The Problem: A common mistake is treating video IDs as unique identifiers when they're not. The problem explicitly states that different videos can have the same ID. This leads to incorrect logic where developers might try to use the ID as a key in a dictionary to track video information.

Incorrect Approach:

# WRONG: Using video ID as key
video_info = {}
for creator, video_id, view_count in zip(creators, ids, views):
    video_info[video_id] = view_count  # This overwrites data for duplicate IDs!

Correct Solution: Use the video's index position in the arrays as the unique identifier, not the video ID. Store indices in your tracking dictionaries and use them to reference back to the original arrays:

creator_best_video_index[creator] = index  # Store index, not ID
# Later retrieve the ID using: ids[creator_best_video_index[creator]]

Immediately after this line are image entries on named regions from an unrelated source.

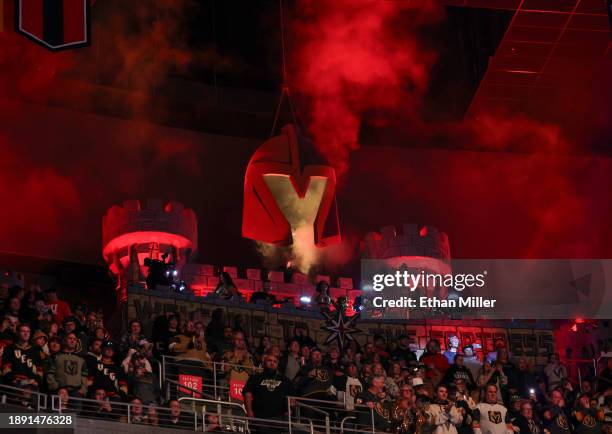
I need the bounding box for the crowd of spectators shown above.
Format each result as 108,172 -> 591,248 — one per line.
0,282 -> 612,434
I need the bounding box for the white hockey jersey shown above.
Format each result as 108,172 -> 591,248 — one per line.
474,402 -> 514,434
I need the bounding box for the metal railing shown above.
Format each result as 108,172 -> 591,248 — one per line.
49,395 -> 198,430
160,355 -> 262,399
0,384 -> 47,412
287,397 -> 377,434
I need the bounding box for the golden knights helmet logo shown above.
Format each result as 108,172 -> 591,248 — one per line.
489,411 -> 503,424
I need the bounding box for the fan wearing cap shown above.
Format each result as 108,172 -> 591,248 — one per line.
2,324 -> 43,389
242,353 -> 293,419
47,333 -> 87,397
90,341 -> 127,399
425,384 -> 463,434
472,384 -> 514,434
60,315 -> 89,354
296,347 -> 334,399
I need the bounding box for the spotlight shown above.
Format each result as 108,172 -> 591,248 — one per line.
353,295 -> 363,312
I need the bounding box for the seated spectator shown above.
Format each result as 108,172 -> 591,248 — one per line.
572,393 -> 605,434
512,401 -> 544,434
476,362 -> 508,401
47,333 -> 87,397
391,335 -> 417,365
443,335 -> 460,365
2,296 -> 24,322
544,389 -> 572,434
89,341 -> 127,400
59,315 -> 89,354
213,271 -> 241,300
204,307 -> 227,353
544,353 -> 567,392
420,339 -> 450,384
279,339 -> 302,381
83,339 -> 104,378
81,389 -> 117,420
32,330 -> 49,366
313,280 -> 331,313
121,320 -> 147,353
127,361 -> 161,405
442,353 -> 476,391
159,399 -> 194,430
472,384 -> 512,433
45,287 -> 70,323
168,320 -> 195,355
2,324 -> 43,391
119,398 -> 149,425
324,346 -> 344,377
242,354 -> 294,420
357,375 -> 391,432
296,348 -> 333,400
47,336 -> 62,361
425,384 -> 463,434
291,324 -> 317,348
255,335 -> 272,366
333,363 -> 365,411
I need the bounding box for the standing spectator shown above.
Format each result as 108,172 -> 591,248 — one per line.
426,384 -> 463,434
473,384 -> 513,434
205,307 -> 227,353
127,361 -> 160,405
544,390 -> 572,434
420,339 -> 450,384
119,398 -> 149,425
214,271 -> 240,300
296,348 -> 334,400
442,353 -> 476,390
572,393 -> 605,434
2,324 -> 43,390
47,333 -> 87,397
444,335 -> 459,365
121,319 -> 147,353
279,339 -> 302,381
597,357 -> 612,393
476,362 -> 508,401
249,282 -> 278,304
223,332 -> 255,401
357,375 -> 391,432
516,357 -> 538,399
159,399 -> 193,429
242,354 -> 293,420
89,341 -> 127,400
333,363 -> 365,411
82,389 -> 116,420
292,324 -> 317,348
544,353 -> 567,392
45,287 -> 70,323
60,315 -> 89,354
391,335 -> 417,365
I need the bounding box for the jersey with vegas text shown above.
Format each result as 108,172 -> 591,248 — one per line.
474,402 -> 511,434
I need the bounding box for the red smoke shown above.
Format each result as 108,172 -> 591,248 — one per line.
289,0 -> 441,176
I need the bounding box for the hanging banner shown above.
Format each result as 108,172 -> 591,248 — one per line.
15,0 -> 91,51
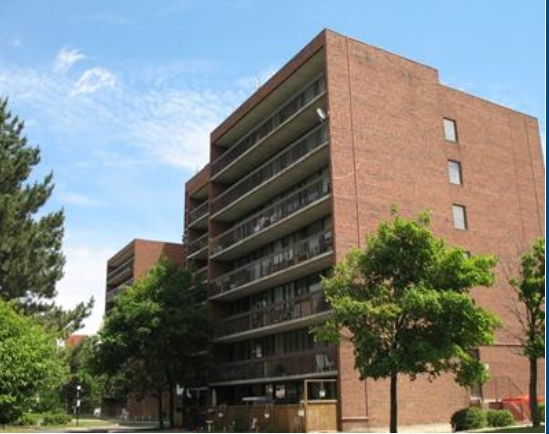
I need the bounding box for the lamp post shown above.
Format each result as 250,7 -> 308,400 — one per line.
76,384 -> 82,426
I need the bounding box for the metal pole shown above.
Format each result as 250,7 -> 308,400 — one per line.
76,384 -> 82,426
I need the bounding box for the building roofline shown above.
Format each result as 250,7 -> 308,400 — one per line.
107,238 -> 184,263
210,29 -> 328,143
440,83 -> 539,123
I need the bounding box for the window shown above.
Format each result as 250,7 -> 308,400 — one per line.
448,160 -> 463,185
444,118 -> 457,142
452,205 -> 467,231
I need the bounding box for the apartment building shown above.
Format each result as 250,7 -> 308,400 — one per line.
105,239 -> 186,312
185,30 -> 545,431
102,239 -> 186,420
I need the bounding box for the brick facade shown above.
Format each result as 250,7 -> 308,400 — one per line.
185,30 -> 545,431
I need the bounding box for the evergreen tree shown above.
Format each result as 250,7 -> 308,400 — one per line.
0,99 -> 93,334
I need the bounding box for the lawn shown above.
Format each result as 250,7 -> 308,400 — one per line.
482,425 -> 545,433
0,418 -> 119,433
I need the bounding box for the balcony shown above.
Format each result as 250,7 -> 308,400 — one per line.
212,124 -> 329,221
187,232 -> 208,259
107,258 -> 133,286
212,178 -> 330,261
210,231 -> 332,300
211,347 -> 337,385
215,292 -> 330,343
194,265 -> 208,283
106,279 -> 133,303
211,74 -> 326,182
189,201 -> 208,229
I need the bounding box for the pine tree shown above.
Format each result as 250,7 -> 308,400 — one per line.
0,98 -> 93,332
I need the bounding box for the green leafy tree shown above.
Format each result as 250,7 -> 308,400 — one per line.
0,99 -> 93,335
93,259 -> 210,426
60,336 -> 105,413
510,237 -> 545,427
0,300 -> 66,425
316,211 -> 499,432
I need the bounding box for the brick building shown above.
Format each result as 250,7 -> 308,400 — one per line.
185,30 -> 545,431
105,239 -> 185,312
102,239 -> 186,420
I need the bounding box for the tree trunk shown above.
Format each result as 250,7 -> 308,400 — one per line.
158,387 -> 164,429
169,384 -> 175,428
389,373 -> 398,432
528,357 -> 541,427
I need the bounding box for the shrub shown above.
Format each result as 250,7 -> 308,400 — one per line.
450,407 -> 486,431
43,413 -> 72,425
13,413 -> 42,426
486,410 -> 515,427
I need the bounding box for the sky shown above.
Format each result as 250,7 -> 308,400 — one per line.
0,0 -> 545,333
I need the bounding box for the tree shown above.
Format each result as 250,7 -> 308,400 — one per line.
0,300 -> 66,425
90,259 -> 210,426
316,211 -> 499,432
510,237 -> 545,427
0,99 -> 93,335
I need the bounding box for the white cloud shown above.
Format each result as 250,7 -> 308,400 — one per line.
56,246 -> 114,334
53,47 -> 86,73
71,68 -> 115,96
0,51 -> 258,170
59,192 -> 99,207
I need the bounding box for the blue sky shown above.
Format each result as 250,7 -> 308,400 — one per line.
0,0 -> 545,333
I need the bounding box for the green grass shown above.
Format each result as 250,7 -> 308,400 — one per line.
482,425 -> 545,433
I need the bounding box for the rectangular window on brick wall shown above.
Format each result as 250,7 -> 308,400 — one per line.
448,160 -> 463,185
444,118 -> 457,142
452,204 -> 467,231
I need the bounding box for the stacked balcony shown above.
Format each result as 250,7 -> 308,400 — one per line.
215,292 -> 329,342
210,230 -> 332,300
211,74 -> 326,182
212,124 -> 328,221
106,279 -> 133,303
188,200 -> 208,229
187,233 -> 208,259
212,177 -> 330,260
212,347 -> 337,385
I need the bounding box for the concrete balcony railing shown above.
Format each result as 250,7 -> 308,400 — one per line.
212,124 -> 328,215
107,258 -> 133,284
212,347 -> 337,383
215,292 -> 330,338
212,178 -> 330,256
194,266 -> 208,283
211,75 -> 326,177
211,230 -> 332,296
106,279 -> 133,303
187,233 -> 208,258
189,201 -> 208,226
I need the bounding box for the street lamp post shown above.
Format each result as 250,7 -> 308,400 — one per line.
76,384 -> 82,426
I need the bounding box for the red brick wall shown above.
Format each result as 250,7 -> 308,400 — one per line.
326,32 -> 544,428
134,240 -> 185,278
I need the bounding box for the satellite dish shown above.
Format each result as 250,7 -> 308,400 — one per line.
316,107 -> 328,122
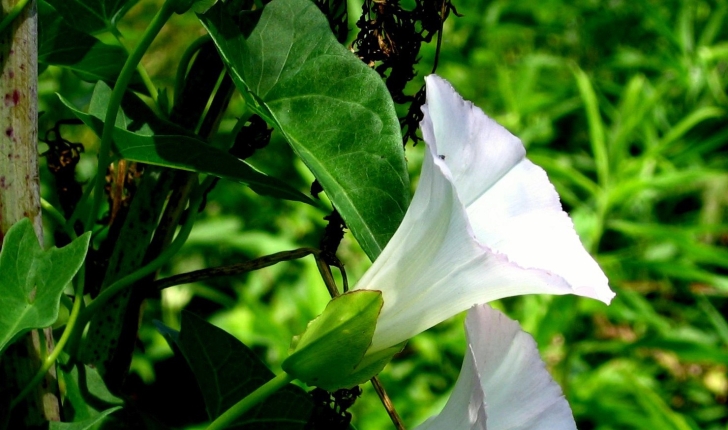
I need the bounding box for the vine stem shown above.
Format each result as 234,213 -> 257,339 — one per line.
206,372 -> 295,430
0,0 -> 30,33
84,0 -> 179,230
70,176 -> 215,351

Pitfall 2: Incorrect Lexicographic Comparison Logic

The Problem: When comparing videos with the same view count, the lexicographic comparison might be implemented backwards or at the wrong level of comparison.

Incorrect Approach:

# WRONG: Comparing current ID with stored ID incorrectly
if views[stored_index] == view_count and video_id < ids[stored_index]:
    # This would keep updating unnecessarily

Correct Solution: Only update when the current video has strictly better criteria. The condition should check if the stored video's ID is lexicographically larger (worse) than the current one:

if views[stored_index] == view_count and ids[stored_index] > video_id:
    creator_best_video_index[creator] = index

Pitfall 3: Not Handling First Occurrence Properly

The Problem: Forgetting to handle the case when encountering a creator for the first time can lead to KeyError or incorrect comparisons.

Incorrect Approach:

# WRONG: Assumes creator already exists in dictionary
if views[creator_best_video_index[creator]] < view_count:  # KeyError if creator not in dict!
    creator_best_video_index[creator] = index

Correct Solution: Always check if the creator exists in the dictionary first, or use defaultdict with proper initialization:

if (creator not in creator_best_video_index or 
    views[creator_best_video_index[creator]] < view_count or ...):
    creator_best_video_index[creator] = index

Pitfall 4: Returning Videos Instead of Video IDs

The Problem: The problem asks for the video ID in the result, not the video index or other information.

Incorrect Approach:

# WRONG: Returning the index instead of the ID
return [[creator, creator_best_video_index[creator]] ...]

Correct Solution: Use the stored index to retrieve the actual video ID from the ids array:

return [[creator, ids[creator_best_video_index[creator]]] ...]